ER_CANNOT_CONNECT_TO_LEAF: leaf error / with user distributed using password: YES

carrierone · June 28, 2023, 4:25pm

I have self-hosted two aggregators and two leaves which are in replication mode. I get this error a lot and have to restart memsql on the one of the leaves constantly. ERROR 1735 ER_CANNOT_CONNECT_TO_LEAF: Leaf Error (everclear4.XXXXXXXXXX:3306): Cannot connect to node @everclear4.XXXXXXXX:3306 with user distributed using password: YES [1045] Access denied for user ‘distributed’@‘IPADDRESS’ (using password: YES). The remedy is to restart memsql.service on that leaf.

I backed up table structure, dropped all the tables and this leaf, and then re-created it with sdb-admin add-leaf and still have the same symptoms.

I asked SQrL about this and this was the response:

There could be several potential causes for an ER_CANNOT_CONNECT_TO_LEAF error1. The error indicates that an aggregator node is unable to connect to a leaf node2.

One likely scenario is that when leaves connect to each other, they cache connection information (e.g. leaf-1 is at IP x.x.x.x, leaf-2is at IP y.y.y.y, etc.). If the IPs of these leaves ever change the cache will not automatically update. This will ultimately result in an unsuccessful connection attempt because the other leaves in the cluster are using outdated IP address information1.

To resolve this issue, you can flush the DNS cache and connection pools on all affected nodes with the following SQL commands1:

sql
FLUSH HOSTS;
FLUSH CONNECTION POOLS;
FLUSH HOSTS clears the DNS cache on the node, and FLUSH CONNECTION POOLS shuts down all existing connections and closes idle pooled connections1. Run these commands on all the affected nodes.

Ensure that there is network connectivity between the aggregator and leaf nodes and that no firewalls or security group settings are blocking the connections1.

If the problem persists, it may be due to a capacity limit hit. As CPU maxes out, queries will start taking longer to complete as the kernel queues them. You need to tune the max_connection_threads to find the correct balance between the count of concurrently running queries and resource utilization. As you increase the max threads per aggregator, you should monitor the resource usage (CPU, load average, memory) during a typical workload3.
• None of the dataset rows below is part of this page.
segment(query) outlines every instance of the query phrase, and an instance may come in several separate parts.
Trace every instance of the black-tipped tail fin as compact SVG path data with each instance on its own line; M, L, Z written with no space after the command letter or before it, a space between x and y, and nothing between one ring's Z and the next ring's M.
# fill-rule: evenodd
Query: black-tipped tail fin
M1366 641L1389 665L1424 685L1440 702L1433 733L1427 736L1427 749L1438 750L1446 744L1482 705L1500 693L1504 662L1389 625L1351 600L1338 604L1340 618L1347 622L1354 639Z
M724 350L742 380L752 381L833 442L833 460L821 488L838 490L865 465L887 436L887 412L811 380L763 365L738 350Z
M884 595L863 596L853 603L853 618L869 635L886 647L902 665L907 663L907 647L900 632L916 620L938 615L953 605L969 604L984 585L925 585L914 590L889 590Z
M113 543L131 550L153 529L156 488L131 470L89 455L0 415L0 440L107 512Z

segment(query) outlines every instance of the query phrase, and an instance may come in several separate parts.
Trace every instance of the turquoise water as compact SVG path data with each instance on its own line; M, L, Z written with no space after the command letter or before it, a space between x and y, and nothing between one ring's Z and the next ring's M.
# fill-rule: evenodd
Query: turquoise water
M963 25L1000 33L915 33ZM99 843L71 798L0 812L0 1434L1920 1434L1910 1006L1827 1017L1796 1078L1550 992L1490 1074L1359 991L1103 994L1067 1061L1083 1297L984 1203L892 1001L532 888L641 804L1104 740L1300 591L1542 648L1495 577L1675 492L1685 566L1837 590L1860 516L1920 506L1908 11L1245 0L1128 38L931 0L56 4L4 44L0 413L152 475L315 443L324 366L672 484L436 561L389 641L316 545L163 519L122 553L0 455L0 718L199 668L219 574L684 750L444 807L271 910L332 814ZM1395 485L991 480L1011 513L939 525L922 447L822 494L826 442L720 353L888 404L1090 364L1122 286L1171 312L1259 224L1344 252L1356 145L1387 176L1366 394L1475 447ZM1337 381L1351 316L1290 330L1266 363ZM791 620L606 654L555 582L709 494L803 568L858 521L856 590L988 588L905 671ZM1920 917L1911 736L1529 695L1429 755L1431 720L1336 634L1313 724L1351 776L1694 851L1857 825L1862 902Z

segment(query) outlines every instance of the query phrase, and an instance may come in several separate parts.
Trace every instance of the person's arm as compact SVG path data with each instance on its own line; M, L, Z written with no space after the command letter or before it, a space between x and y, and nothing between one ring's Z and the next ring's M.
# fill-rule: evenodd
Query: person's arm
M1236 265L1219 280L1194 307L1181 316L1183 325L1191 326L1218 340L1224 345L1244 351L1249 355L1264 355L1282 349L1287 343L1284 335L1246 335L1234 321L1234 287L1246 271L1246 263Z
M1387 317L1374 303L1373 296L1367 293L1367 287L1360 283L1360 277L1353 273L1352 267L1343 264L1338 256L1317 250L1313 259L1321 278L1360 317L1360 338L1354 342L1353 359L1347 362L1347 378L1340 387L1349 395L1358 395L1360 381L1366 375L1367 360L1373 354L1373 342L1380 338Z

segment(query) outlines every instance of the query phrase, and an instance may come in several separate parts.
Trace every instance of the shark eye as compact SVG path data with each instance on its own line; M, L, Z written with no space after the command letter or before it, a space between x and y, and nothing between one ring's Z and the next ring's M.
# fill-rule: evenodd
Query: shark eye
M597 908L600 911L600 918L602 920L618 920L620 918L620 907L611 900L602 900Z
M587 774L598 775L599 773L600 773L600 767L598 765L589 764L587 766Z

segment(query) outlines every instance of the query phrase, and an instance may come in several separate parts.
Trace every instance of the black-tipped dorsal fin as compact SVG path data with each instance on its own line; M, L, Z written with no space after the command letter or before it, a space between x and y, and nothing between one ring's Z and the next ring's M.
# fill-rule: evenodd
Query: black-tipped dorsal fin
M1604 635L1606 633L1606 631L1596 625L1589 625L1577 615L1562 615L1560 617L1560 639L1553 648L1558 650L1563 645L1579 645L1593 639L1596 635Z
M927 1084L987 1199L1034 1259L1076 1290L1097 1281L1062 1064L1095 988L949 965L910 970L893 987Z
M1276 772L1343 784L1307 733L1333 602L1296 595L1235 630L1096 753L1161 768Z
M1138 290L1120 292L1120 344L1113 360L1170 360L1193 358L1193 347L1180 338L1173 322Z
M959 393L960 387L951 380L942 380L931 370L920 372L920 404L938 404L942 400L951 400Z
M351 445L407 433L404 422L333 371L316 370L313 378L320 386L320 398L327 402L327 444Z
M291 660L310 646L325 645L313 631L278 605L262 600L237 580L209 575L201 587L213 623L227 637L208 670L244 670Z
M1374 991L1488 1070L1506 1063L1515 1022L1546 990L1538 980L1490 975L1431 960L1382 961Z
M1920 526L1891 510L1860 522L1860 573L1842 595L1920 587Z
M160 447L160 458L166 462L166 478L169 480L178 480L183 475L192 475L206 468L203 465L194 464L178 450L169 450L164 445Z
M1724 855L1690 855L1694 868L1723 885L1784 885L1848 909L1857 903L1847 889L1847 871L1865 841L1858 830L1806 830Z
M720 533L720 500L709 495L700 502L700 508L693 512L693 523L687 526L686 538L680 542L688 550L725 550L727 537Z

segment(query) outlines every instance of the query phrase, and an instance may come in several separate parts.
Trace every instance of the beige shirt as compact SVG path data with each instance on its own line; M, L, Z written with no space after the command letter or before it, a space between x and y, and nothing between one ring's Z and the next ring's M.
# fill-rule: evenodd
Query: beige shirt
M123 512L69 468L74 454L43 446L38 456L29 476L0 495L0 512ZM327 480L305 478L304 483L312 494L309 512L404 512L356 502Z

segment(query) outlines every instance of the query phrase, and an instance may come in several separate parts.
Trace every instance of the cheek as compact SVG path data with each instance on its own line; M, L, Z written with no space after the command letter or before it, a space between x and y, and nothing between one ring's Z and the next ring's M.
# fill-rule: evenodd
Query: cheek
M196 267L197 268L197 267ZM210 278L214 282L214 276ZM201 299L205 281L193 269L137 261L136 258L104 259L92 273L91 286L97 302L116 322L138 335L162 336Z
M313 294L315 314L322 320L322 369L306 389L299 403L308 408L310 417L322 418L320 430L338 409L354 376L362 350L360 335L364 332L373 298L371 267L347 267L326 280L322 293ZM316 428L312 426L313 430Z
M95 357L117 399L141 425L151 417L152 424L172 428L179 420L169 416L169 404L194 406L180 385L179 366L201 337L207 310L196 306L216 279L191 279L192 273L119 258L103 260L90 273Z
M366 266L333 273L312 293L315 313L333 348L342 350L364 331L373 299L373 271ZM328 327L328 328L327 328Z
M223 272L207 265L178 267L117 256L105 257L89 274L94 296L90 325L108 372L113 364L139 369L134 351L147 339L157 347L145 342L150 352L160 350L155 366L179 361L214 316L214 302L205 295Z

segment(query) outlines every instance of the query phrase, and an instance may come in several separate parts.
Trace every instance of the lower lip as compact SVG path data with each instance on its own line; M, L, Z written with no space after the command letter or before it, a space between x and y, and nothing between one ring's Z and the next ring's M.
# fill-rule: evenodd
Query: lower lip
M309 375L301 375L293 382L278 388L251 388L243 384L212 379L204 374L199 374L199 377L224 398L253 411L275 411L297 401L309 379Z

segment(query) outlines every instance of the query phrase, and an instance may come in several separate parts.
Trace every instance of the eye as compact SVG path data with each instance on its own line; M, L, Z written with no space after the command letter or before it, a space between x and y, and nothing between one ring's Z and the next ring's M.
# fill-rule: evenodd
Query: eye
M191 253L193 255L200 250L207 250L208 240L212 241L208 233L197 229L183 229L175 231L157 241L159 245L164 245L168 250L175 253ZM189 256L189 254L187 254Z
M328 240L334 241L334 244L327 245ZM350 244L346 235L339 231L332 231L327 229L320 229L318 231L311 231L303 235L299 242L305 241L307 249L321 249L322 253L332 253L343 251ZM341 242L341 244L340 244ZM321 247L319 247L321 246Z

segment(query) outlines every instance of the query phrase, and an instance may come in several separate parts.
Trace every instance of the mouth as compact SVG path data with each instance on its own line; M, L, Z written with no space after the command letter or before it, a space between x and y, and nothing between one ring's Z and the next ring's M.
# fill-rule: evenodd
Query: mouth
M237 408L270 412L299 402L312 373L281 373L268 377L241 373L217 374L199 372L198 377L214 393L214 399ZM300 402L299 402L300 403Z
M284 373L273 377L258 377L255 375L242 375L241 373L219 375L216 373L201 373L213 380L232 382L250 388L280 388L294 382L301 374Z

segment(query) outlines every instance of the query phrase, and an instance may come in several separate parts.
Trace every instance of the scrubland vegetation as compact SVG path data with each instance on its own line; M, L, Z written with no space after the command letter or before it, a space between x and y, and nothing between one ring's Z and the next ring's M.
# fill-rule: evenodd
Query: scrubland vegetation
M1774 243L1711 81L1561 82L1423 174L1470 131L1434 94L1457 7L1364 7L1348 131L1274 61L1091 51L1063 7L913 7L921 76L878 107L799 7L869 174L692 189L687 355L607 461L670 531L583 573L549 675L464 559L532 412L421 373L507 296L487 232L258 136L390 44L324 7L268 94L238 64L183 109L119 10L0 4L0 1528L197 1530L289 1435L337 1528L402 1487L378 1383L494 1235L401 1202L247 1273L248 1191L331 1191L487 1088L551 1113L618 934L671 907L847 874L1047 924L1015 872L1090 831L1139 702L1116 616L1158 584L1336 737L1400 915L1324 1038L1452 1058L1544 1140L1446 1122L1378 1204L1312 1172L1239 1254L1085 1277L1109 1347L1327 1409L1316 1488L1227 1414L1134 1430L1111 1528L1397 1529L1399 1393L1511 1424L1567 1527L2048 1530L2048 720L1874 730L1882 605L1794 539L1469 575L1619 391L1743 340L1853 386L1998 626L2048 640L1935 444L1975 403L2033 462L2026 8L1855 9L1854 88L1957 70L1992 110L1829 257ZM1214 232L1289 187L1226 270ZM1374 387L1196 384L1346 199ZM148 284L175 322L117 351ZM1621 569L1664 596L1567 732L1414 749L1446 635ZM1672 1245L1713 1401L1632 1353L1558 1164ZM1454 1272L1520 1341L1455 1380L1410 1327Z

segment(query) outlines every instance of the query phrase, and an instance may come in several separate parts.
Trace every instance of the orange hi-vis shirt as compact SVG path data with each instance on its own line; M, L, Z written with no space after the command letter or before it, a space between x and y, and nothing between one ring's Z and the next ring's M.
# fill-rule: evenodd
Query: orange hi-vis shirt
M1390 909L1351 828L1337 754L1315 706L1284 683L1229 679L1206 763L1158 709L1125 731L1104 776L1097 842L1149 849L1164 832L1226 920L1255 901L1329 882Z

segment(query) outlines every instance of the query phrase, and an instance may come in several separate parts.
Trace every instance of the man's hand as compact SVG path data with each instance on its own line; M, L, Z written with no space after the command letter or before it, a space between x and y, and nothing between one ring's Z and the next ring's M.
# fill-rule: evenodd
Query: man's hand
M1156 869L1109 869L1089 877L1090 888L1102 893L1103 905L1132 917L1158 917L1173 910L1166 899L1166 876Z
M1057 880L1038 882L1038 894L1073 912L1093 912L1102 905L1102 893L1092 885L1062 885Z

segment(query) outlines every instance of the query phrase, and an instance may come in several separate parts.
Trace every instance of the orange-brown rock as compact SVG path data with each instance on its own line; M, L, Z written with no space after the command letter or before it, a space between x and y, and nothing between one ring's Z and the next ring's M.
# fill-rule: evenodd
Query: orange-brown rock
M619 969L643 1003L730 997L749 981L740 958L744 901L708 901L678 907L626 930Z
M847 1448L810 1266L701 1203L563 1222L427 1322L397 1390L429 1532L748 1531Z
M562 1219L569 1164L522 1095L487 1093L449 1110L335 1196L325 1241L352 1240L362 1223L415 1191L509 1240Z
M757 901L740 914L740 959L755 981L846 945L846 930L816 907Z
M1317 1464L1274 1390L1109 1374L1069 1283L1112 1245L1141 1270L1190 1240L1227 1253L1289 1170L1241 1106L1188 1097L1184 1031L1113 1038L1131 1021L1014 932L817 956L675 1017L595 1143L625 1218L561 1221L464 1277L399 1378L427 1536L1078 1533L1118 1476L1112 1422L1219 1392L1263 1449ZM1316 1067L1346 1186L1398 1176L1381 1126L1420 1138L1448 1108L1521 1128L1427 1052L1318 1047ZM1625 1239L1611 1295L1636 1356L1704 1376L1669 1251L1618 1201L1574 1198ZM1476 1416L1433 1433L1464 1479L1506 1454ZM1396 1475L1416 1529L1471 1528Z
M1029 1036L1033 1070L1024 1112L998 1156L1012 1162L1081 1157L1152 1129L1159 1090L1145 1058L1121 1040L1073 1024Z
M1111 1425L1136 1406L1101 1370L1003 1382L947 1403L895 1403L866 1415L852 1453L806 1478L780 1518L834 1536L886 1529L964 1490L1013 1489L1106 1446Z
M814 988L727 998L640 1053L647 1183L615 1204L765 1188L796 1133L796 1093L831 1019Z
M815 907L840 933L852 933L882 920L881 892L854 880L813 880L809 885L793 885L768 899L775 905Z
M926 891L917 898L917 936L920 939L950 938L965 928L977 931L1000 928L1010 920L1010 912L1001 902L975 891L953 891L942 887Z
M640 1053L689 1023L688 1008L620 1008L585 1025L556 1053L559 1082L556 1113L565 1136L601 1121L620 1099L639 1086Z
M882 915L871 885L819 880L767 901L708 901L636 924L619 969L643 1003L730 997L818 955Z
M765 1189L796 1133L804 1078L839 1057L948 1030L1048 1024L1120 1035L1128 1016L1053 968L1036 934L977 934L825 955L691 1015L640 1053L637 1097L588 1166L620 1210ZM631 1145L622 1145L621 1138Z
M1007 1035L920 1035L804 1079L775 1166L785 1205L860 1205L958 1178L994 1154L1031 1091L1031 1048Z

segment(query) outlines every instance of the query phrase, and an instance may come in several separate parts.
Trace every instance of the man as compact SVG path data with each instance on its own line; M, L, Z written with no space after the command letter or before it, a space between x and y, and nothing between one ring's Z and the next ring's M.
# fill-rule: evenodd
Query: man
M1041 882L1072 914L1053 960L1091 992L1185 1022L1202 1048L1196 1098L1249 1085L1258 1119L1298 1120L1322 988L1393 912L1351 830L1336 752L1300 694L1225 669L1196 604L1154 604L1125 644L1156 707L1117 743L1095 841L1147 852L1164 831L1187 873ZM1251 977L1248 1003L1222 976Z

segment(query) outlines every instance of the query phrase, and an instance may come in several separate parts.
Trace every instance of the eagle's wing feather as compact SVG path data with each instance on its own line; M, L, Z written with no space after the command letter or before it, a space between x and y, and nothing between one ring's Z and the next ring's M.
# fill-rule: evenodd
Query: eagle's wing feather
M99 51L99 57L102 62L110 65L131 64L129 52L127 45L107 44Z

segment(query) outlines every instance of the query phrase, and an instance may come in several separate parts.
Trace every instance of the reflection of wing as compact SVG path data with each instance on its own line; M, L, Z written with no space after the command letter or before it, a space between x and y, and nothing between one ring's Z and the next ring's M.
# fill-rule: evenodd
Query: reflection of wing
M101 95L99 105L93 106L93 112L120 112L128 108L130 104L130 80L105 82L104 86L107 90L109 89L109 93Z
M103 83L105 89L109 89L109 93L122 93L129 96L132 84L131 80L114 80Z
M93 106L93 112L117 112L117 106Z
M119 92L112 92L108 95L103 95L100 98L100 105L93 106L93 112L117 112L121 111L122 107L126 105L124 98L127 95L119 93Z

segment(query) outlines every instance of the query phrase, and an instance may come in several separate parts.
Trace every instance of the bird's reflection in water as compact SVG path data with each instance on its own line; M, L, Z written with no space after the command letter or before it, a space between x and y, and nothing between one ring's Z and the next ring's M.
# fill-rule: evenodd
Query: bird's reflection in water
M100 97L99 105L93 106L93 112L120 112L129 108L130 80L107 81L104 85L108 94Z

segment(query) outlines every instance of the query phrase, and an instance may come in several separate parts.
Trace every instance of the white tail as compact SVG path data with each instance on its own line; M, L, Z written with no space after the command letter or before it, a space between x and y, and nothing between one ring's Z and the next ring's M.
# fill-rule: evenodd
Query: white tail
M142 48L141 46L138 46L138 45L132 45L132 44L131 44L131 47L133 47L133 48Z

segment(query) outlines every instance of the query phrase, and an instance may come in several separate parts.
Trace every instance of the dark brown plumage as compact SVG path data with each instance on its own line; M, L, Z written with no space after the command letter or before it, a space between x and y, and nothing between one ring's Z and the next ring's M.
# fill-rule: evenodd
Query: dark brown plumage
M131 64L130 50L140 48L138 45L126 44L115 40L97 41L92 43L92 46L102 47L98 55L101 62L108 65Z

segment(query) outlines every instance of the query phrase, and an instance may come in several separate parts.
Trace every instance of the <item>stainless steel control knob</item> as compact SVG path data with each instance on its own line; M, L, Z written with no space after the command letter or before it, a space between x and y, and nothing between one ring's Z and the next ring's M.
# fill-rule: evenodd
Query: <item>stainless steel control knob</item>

These are some general remedies, however, specific problems may require specific solutions. So, you might need to evaluate your system’s logs and conditions more thoroughly1.

This error might also occur in SingleStoreDB in the managed service when leaves cannot connect to S3, for instance, due to a ‘dial tcp i/o timeout’ error. This might require checking firewall and network routing configurations4.

If you’re constantly needing to restart a specific leaf in your cluster, though, and the problem is recurring, it’s also possible that there might be a larger issue at hand, and you might want to discuss this with the SingleStoreDB support team.

Make certain to follow these steps and perform these analysis procedures in a systematic manner.

That is an interesting suggestion, no IP addresses have changed at all but it is relying on DNS records to resolve the node names to IPs. My question for the forum is, how can I check to see the records of the DNS cache before flushing them out to see what is going on and further troubleshoot this problem?

Does anyone have any other suggestions about why this could be happening? The error does not show up very often on the forum at all and even when it does its happening in my cluster very frequently not like once a day or something. Thanks.

michael.arthur · August 5, 2023, 7:31pm

See if you can correlate the error and the state of the leaf and if it occurs consistently with the same leaf. If something is causing the leaf to max out the CPU and memory, the leaf would get moved offline, allowed to recover and brought back online.

If there is a correlation, you can see if you can nail it down to an offending process or query that is causing the leaf to go offline.

Check the skew of the data as this can also stress the resources on a particular leaf which would give you similar maxing of CPU and memory.

Also consider a problem with the underlying compute specific to that leaf which results in intermittent connectivity. Try replacing / moving the VM to rule that out.